Причем я рассудил, что Рувима в его хате навряд ли застанешь в здравом разуме. Поэтому и действовал через Нинку на ее больничном посту. Передал вежливую записку без пояснений, попросил назначить встречу в городе. Для встречи ж надо будет находиться в просветлении. Это ж – с хаты на своих ногах выйди да еще дотащись до места.
Будем откровенны, я учел и такое. В случае большого впечатления от моей записки, причем не в мою пользу, Рувим высыпет то, что у него накопилось, сразу не на меня, а на Нинку, как на того, кто найдется под рукой. А потом, конечно, остынет. Я за Рувимом это давно знал. Нахлынет, нахлынет, а потом отойдет.
Ну, свидание наше получилось. Правда, не с первого захода, не раньше, чем через месяц. А меня ж время поджимало…
Встретились мы с Рувимом на базаре, как тогда часто между друзьями и полагалось. Я позвал зайти в чайную. Не на холоде ж мерзнуть, как не знаю кто.
Рувим су́пился, но все ж таки согласился пойти.
Я угощал.
Рувим это без внимания не оставил:
– Хорошо живешь, Лазарь! Грошей на чай не жалеешь…
Я к слову сообщил про свои успехи в работе. Сказал, что готовлюсь на рабфак в Киев и тому подобное.
Рувим слушал молча. Может, он до конца и не понимал, что я говорю. Глаза у него были неважнецкие. И по общему виду Рувим с последнего раза лучше не стал. И настолько не стал, что Боже, поможи.

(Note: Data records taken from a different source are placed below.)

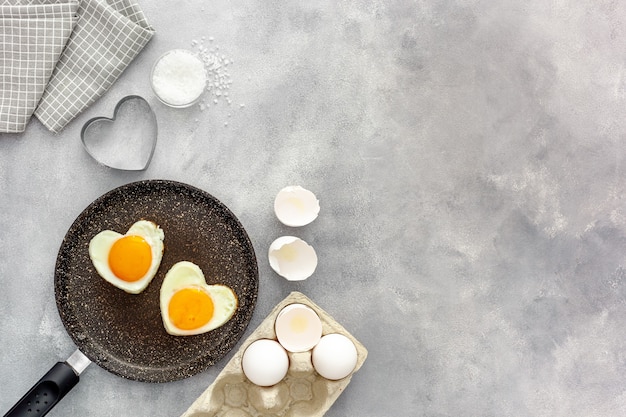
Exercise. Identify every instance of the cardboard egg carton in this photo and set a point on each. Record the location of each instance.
(302, 393)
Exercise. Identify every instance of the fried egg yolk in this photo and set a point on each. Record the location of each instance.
(190, 308)
(128, 261)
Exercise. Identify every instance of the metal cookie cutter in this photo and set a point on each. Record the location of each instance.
(127, 140)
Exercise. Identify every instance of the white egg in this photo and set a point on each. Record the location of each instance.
(128, 261)
(190, 306)
(298, 328)
(292, 258)
(334, 357)
(296, 206)
(265, 362)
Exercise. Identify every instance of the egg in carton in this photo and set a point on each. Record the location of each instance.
(301, 393)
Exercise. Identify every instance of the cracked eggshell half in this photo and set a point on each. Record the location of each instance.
(296, 206)
(292, 258)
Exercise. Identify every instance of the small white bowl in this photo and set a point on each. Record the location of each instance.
(292, 258)
(178, 78)
(296, 206)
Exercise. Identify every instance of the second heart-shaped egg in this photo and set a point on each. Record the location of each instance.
(190, 306)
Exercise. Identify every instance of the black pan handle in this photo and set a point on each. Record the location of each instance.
(46, 393)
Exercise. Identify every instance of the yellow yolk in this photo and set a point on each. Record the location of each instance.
(190, 308)
(130, 258)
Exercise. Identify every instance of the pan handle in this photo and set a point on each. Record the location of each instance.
(46, 393)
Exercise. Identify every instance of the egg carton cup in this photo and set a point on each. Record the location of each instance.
(302, 393)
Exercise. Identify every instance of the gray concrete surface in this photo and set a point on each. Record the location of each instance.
(470, 162)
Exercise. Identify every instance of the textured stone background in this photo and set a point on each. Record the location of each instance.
(470, 162)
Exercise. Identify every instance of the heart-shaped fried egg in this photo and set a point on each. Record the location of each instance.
(190, 306)
(128, 261)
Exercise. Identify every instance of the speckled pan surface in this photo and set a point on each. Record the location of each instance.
(124, 333)
(302, 393)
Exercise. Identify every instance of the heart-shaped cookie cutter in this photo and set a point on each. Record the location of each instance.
(125, 141)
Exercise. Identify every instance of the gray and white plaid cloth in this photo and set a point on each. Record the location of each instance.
(101, 39)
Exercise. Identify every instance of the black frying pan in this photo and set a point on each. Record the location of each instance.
(123, 333)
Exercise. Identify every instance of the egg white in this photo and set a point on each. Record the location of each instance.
(100, 246)
(186, 274)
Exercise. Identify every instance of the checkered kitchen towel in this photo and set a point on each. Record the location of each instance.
(105, 39)
(32, 37)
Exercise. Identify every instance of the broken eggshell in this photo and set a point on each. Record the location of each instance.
(296, 206)
(292, 258)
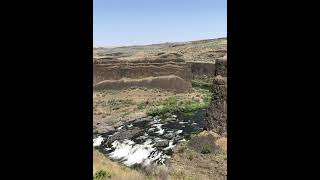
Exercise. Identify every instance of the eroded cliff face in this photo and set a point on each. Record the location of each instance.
(200, 69)
(216, 118)
(136, 69)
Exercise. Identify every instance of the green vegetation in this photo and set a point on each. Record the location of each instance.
(206, 150)
(102, 175)
(190, 157)
(179, 104)
(117, 104)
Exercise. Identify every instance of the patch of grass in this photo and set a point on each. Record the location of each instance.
(200, 83)
(206, 150)
(177, 104)
(143, 105)
(181, 149)
(116, 104)
(102, 175)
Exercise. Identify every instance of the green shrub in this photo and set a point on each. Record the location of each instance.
(102, 175)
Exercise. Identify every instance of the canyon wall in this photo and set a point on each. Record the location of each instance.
(171, 82)
(201, 69)
(165, 72)
(216, 117)
(137, 69)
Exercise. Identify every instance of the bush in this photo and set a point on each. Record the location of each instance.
(190, 157)
(102, 175)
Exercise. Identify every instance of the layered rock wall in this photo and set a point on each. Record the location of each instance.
(216, 118)
(201, 69)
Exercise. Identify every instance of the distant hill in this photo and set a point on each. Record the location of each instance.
(200, 50)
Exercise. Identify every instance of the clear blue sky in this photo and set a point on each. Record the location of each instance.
(138, 22)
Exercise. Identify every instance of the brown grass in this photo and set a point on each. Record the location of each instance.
(118, 172)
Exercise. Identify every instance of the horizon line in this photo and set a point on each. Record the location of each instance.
(167, 42)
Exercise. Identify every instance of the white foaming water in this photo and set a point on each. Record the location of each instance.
(97, 141)
(119, 128)
(132, 153)
(170, 146)
(183, 122)
(160, 130)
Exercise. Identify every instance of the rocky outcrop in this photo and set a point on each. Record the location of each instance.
(114, 69)
(216, 117)
(221, 67)
(200, 69)
(171, 82)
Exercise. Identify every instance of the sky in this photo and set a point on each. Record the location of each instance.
(142, 22)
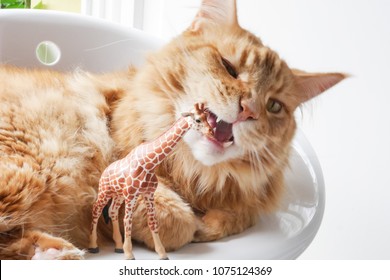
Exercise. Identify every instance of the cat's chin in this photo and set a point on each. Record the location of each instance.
(208, 152)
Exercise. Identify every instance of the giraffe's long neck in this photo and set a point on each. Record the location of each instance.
(156, 151)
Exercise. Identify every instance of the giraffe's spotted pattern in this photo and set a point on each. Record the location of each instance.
(124, 180)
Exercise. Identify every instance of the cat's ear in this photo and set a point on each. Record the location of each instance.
(310, 85)
(220, 12)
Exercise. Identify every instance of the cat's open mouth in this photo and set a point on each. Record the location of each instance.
(223, 131)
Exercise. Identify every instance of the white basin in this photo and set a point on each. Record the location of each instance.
(100, 46)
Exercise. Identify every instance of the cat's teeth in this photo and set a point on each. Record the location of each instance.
(227, 144)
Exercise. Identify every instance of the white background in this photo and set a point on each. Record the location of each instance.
(348, 126)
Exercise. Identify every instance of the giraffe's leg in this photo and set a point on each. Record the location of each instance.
(127, 221)
(96, 212)
(113, 213)
(153, 226)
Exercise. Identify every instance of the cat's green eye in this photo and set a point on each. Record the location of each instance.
(230, 68)
(274, 106)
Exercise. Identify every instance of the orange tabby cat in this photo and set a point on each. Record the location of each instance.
(59, 131)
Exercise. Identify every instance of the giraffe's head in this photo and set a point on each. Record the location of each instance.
(198, 120)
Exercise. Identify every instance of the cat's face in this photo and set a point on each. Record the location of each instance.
(249, 92)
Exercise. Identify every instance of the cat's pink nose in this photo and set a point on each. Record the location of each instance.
(247, 111)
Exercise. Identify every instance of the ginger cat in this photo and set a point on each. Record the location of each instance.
(58, 132)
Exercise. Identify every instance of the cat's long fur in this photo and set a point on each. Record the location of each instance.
(59, 131)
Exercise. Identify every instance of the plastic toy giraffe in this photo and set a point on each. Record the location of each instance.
(124, 180)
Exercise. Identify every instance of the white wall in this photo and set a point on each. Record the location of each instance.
(349, 126)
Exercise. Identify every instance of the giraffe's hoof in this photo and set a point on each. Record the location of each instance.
(93, 250)
(119, 251)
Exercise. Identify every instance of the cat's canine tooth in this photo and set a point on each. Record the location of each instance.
(227, 144)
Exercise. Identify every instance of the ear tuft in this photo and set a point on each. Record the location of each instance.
(220, 12)
(310, 85)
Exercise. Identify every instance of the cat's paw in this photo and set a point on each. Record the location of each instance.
(56, 254)
(48, 247)
(210, 227)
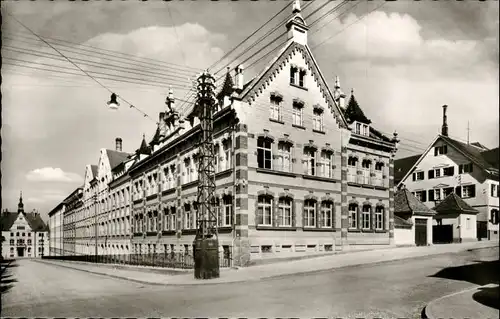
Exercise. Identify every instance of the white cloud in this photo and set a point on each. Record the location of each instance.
(50, 174)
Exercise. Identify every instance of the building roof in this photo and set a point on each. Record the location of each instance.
(403, 165)
(402, 223)
(454, 204)
(116, 157)
(34, 221)
(94, 170)
(354, 113)
(406, 202)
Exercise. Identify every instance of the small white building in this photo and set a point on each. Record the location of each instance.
(24, 234)
(412, 220)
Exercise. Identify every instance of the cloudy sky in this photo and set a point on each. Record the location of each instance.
(404, 59)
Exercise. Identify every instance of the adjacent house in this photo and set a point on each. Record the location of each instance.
(448, 166)
(26, 234)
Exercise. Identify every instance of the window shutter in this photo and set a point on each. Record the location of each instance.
(431, 195)
(472, 192)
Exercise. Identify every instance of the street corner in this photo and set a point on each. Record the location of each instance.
(477, 302)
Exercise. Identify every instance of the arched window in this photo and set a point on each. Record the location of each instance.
(379, 217)
(264, 210)
(326, 216)
(353, 216)
(285, 212)
(309, 213)
(366, 217)
(264, 152)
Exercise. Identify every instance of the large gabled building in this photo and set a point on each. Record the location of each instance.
(301, 173)
(451, 166)
(25, 234)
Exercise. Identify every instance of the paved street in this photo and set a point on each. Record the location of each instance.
(395, 289)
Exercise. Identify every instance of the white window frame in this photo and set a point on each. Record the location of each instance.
(379, 217)
(366, 217)
(275, 109)
(265, 203)
(285, 156)
(353, 216)
(326, 164)
(297, 114)
(311, 161)
(327, 214)
(285, 210)
(317, 119)
(310, 213)
(267, 153)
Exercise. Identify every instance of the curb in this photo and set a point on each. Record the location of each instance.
(266, 277)
(427, 314)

Как и намечал по плану, я про суть спросил далеко не в первый момент.
Для начала закинул удочку про Шкловского. Решил, что между прочим, а обязательно ж пригодится.
– Тут как-то Шкловского встретил. Тащил корзину, как миленький. Только одна нога у него идет не в ногу. Трошки, а видно. Да, Рувим? Ты как доктор смотрел? Вы ж старые товарищи…

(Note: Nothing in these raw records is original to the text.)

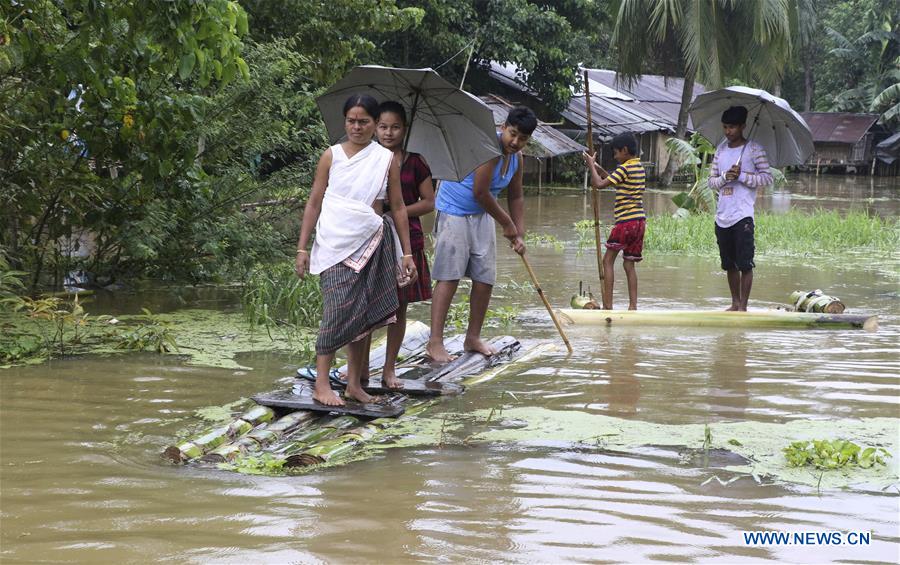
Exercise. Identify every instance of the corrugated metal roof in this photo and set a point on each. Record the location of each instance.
(545, 141)
(650, 103)
(889, 149)
(838, 127)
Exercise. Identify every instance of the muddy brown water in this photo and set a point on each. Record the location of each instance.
(81, 479)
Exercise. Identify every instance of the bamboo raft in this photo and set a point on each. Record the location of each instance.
(717, 318)
(303, 438)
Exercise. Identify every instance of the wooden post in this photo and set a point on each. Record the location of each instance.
(537, 287)
(595, 198)
(540, 174)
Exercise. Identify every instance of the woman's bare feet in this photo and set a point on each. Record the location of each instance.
(438, 352)
(355, 392)
(389, 379)
(324, 395)
(476, 344)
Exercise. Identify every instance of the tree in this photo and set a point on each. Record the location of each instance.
(98, 102)
(709, 41)
(872, 61)
(546, 41)
(333, 35)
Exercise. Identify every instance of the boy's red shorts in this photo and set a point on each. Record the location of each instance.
(628, 237)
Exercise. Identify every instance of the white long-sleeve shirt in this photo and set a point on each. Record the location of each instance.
(738, 197)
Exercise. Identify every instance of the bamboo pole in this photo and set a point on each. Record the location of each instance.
(595, 199)
(212, 439)
(816, 301)
(335, 449)
(537, 287)
(261, 437)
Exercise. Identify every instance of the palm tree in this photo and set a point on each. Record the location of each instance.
(709, 40)
(876, 89)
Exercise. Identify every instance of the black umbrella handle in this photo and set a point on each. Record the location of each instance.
(750, 134)
(412, 120)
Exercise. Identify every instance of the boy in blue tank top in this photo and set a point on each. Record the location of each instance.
(465, 237)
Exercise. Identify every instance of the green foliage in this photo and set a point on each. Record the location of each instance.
(546, 41)
(543, 240)
(458, 315)
(833, 454)
(848, 56)
(261, 464)
(274, 297)
(823, 233)
(333, 35)
(712, 41)
(11, 284)
(695, 156)
(154, 334)
(102, 102)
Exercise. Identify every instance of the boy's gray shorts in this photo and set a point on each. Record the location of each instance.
(465, 246)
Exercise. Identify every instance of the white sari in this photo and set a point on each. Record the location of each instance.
(347, 224)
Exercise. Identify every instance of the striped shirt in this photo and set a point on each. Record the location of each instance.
(628, 178)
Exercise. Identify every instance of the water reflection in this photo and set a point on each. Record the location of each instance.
(82, 480)
(624, 386)
(728, 391)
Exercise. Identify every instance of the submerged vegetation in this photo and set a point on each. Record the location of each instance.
(823, 233)
(497, 316)
(834, 454)
(276, 298)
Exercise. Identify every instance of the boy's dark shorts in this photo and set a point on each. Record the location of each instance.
(736, 245)
(629, 238)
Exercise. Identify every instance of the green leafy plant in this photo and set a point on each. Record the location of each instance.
(833, 454)
(458, 315)
(262, 464)
(154, 335)
(274, 297)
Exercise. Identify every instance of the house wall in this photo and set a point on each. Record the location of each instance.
(831, 153)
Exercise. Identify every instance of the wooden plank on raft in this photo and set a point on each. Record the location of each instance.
(719, 318)
(300, 398)
(412, 387)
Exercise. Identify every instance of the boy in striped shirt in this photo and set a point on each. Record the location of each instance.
(738, 169)
(628, 233)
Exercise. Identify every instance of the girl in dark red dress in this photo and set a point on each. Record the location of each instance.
(418, 195)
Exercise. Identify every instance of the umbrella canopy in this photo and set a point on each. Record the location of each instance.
(771, 122)
(451, 128)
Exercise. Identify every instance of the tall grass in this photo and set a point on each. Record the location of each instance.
(821, 233)
(275, 297)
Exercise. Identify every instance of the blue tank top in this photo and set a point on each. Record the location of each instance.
(458, 198)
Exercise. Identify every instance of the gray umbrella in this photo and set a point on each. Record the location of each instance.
(452, 129)
(771, 122)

– Ага, старые… Перчик мне смотреть на свои ноги и прочее не доверяет. У него другие смотрельщики имеются. А только ему не про ногу надо переживать, а про голову. У него после удара с головой произошло еще страшней, чем с ногой. В мозги у него теперь и навеки веков забился клин. А ну и его, и всех его, кто они ему там…
Я Рувимовую заминку поймал на лету:
– Ты щас про Марика? Да, Рувим? Или про кого? Про хлопчика?.. Я ж знаю…
Рувим пил чай. Я точно знал, что чай. А глаза у него были уже не чайные. “Э-э, – думаю, – брат, надо торопиться”.
Тут Рувим очнулся и говорит:
– Лазарь, у тебя с собой сколько грошей?
Я угадал, к чему он спрашивает, достал с кармана форсистый бумажник черной кожи с тиснением и – шварк на стол.
– Рувим, ты ж всегда знаешь, я для тебя… Бери сколько надо!
Рувим мой бумажник – цап и запхал себе за пазуху. Прямо сельский дядька, а не тебе еврейский доктор.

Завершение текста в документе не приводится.